### Archive

Posts Tagged ‘project euler’

## Sum of the Euler Totient function

Given a positive integer ${n}$, the Euler totient function ${\varphi(n)}$ is defined as the number of positive integers less than ${n}$ which are co-prime with ${n}$ (i.e. they have no common factors with ${n}$). There are formulas for computing ${\varphi(n)}$ starting from the factorization of ${n}$. One such formula is

$\displaystyle \varphi(n) = n \prod_{p|n} \left(1-\frac{1}{p}\right),$

where the product is made over all primes dividing ${n}$.

If you have to compute ${\varphi(n)}$ for all numbers less than a threshold then another property could be useful: ${\varphi}$ is arithmetic, that is, ${\varphi(mn) = \varphi(m)\varphi(n)}$ whenever ${\gcd(m,n)=1}$. Therefore you could store all values computed until ${k}$ and for computing the value ${\varphi(k+1)}$ there are two possibilities: ${k+1=p^\alpha}$ is a prime power and then ${\varphi(k+1) = p^{\alpha}-p^{\alpha-1}}$ or ${k+1}$ is composite and ${k+1 = mn}$ with ${m,n\leq k,\ \gcd(m,n)=1}$. Then use the stored values to compute ${\varphi(k+1)=\varphi(m)\varphi(n)}$.

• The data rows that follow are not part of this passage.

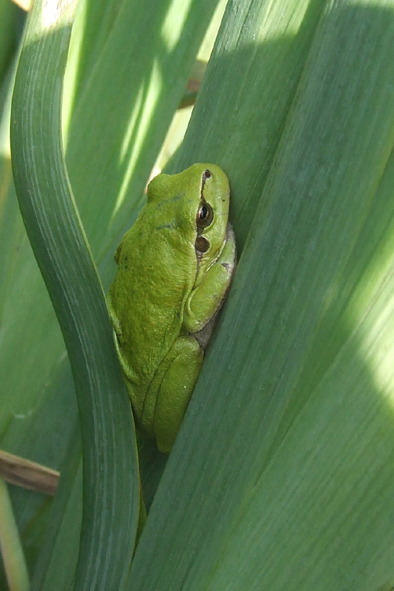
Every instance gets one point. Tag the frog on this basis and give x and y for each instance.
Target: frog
(174, 270)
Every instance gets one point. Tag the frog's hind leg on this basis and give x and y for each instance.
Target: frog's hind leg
(175, 390)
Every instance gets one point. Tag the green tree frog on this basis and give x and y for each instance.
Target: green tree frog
(175, 266)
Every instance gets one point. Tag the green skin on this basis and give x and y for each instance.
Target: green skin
(174, 270)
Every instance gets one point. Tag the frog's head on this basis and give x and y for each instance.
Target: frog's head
(197, 202)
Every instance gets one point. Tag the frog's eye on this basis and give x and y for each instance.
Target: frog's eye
(201, 244)
(204, 215)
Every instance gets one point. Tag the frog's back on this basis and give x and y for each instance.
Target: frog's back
(156, 271)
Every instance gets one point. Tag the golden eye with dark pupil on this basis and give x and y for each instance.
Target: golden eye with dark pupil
(204, 215)
(201, 244)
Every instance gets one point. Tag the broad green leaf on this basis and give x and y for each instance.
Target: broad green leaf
(282, 475)
(39, 419)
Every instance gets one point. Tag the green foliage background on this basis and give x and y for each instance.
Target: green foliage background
(282, 476)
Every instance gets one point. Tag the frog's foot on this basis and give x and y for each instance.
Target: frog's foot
(182, 366)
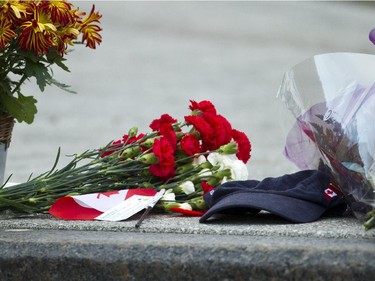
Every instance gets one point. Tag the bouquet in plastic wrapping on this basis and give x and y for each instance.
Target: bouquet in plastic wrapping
(332, 127)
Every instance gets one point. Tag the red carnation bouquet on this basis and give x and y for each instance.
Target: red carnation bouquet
(187, 159)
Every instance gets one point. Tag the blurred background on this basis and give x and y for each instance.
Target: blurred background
(156, 56)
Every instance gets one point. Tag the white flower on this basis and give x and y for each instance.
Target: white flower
(199, 160)
(205, 172)
(186, 206)
(237, 167)
(186, 187)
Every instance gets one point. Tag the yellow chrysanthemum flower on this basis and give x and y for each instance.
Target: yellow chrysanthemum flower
(90, 31)
(6, 32)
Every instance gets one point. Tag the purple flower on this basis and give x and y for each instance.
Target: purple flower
(371, 36)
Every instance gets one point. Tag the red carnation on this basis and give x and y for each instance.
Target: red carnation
(165, 168)
(164, 119)
(222, 130)
(203, 106)
(243, 144)
(190, 144)
(127, 140)
(206, 187)
(166, 130)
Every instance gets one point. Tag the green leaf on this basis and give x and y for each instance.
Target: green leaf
(53, 57)
(62, 86)
(22, 108)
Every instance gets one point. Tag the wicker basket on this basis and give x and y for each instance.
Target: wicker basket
(6, 128)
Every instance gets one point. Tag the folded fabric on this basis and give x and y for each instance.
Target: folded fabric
(301, 197)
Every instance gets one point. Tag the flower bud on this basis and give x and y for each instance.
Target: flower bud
(186, 187)
(133, 132)
(149, 142)
(184, 169)
(130, 152)
(198, 203)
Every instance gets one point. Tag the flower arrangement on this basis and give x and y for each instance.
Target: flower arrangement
(185, 158)
(34, 36)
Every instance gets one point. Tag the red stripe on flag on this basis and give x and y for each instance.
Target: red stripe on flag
(140, 191)
(67, 208)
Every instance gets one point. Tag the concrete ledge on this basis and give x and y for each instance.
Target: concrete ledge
(72, 255)
(49, 249)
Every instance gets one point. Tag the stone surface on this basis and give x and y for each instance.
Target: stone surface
(156, 56)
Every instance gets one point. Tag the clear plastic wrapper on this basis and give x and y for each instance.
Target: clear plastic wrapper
(332, 101)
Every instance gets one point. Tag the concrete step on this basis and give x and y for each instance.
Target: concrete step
(50, 249)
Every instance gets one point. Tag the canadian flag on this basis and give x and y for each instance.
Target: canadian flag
(90, 206)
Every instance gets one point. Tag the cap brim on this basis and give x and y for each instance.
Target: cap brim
(292, 209)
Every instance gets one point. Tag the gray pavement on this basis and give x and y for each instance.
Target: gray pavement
(156, 56)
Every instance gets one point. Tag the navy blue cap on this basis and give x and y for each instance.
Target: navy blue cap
(300, 197)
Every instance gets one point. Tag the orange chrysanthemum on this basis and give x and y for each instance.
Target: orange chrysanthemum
(38, 33)
(90, 30)
(6, 32)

I now come to the main point of this post: computing the sum of all values of the totient function up to a certain ${N}$:

$\displaystyle \text{Compute } S(N) = \sum_{i=1}^N \varphi(i).$

One approach is to compute each ${\varphi(i)}$ and sum them. I will call this the brute-force approach. For all numerical purposes I will use Pari-GP in this post. On my computer it takes less than a second to compute ${S(10^6)}$ and about ${12}$ seconds to compute ${S(10^7)}$. This is super linear in time, since the algorithm computes the factorization for each ${n}$ and then sums the values. Using the sieve approach could improve the timing a bit, but the algorithm is still super linear.

In some Project Euler problems it is not uncommon to have to compute something like ${S(10^{11})}$ or even larger. Therefore, there must be more efficient ways to compute ${S(N)}$ out there, so let’s study some of the properties of ${S(N)}$. In another post I dealt with the acceleration of the computation of the sum of the divisor function.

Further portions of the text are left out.